Spot the bug - #8

There is one deliberate bug here.

const cache = new Map();

function getUser(id) {
  if (cache[id]) return cache[id];
  const user = { id, name: 'Ari' };
  cache[id] = user;
  return user;
}

Reply with what is broken and how you would fix it.

Ellen

You’re creating a Map but reading/writing with cache[id], which just sticks a random property on the Map object instead of using its key store.

Use cache.has/get/set (or switch cache to {} if you really want bracket access).

if (cache[id]) is a bad cache check because a stored 0 or false reads like a miss and you recompute.

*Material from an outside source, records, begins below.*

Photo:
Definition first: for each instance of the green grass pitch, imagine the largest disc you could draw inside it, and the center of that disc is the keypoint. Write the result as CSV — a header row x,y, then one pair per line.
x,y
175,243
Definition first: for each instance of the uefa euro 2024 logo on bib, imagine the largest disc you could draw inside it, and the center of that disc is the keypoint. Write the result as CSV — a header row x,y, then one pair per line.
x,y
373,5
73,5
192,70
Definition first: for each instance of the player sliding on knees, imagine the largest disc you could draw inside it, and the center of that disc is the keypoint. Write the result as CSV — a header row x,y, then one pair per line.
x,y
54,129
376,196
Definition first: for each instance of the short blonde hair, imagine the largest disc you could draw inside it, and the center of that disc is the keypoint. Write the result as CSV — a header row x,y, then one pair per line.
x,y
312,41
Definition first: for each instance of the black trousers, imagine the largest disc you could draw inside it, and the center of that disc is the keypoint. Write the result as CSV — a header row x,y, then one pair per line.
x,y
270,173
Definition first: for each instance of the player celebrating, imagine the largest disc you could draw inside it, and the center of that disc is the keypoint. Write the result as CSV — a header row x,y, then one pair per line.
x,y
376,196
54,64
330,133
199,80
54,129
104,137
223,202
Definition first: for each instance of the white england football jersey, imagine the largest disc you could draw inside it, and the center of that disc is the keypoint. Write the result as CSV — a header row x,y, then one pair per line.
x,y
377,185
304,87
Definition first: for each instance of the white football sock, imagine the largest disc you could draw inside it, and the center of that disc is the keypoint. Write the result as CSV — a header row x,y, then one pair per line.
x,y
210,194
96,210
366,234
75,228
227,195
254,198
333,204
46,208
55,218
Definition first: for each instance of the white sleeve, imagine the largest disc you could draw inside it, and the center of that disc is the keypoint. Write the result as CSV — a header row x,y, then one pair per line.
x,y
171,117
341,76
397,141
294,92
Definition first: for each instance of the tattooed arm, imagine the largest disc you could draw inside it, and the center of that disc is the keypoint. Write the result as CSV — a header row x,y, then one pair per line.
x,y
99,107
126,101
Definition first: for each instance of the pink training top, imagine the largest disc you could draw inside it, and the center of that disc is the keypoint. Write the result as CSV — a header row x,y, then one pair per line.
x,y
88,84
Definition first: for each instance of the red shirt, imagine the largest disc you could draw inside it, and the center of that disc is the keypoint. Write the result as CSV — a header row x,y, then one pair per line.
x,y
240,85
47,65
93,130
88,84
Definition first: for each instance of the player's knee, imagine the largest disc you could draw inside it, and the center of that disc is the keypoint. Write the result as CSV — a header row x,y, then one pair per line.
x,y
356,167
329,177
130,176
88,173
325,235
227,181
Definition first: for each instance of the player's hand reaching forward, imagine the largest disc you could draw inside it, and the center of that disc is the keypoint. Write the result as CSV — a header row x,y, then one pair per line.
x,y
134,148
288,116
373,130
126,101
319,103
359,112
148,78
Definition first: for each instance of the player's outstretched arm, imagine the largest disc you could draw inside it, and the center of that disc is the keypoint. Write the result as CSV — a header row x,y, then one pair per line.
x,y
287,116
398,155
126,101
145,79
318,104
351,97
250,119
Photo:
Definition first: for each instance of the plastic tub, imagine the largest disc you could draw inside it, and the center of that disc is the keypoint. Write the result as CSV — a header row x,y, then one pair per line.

Since you’re using a Map, do cache.has(id) and cache.get(id) so falsy values still count as hits.

One more edge case: cache[id] coerces keys to strings, so cache[1] and cache["1"] end up as the same entry, which rather defeats the point of using Map.

if (cache[id]) trips me up the most, since 0 or "" gets treated like a miss and you end up rebuilding. A Map fixes that with cache.has(id), so falsy values still count as cached and you can get them right after.

One more weirdness: by doing cache[id] = user you can accidentally stomp on real Map properties (try id = "size" and now cache. size is an object), which is a fun way to create a “works until it doesn’t” bug.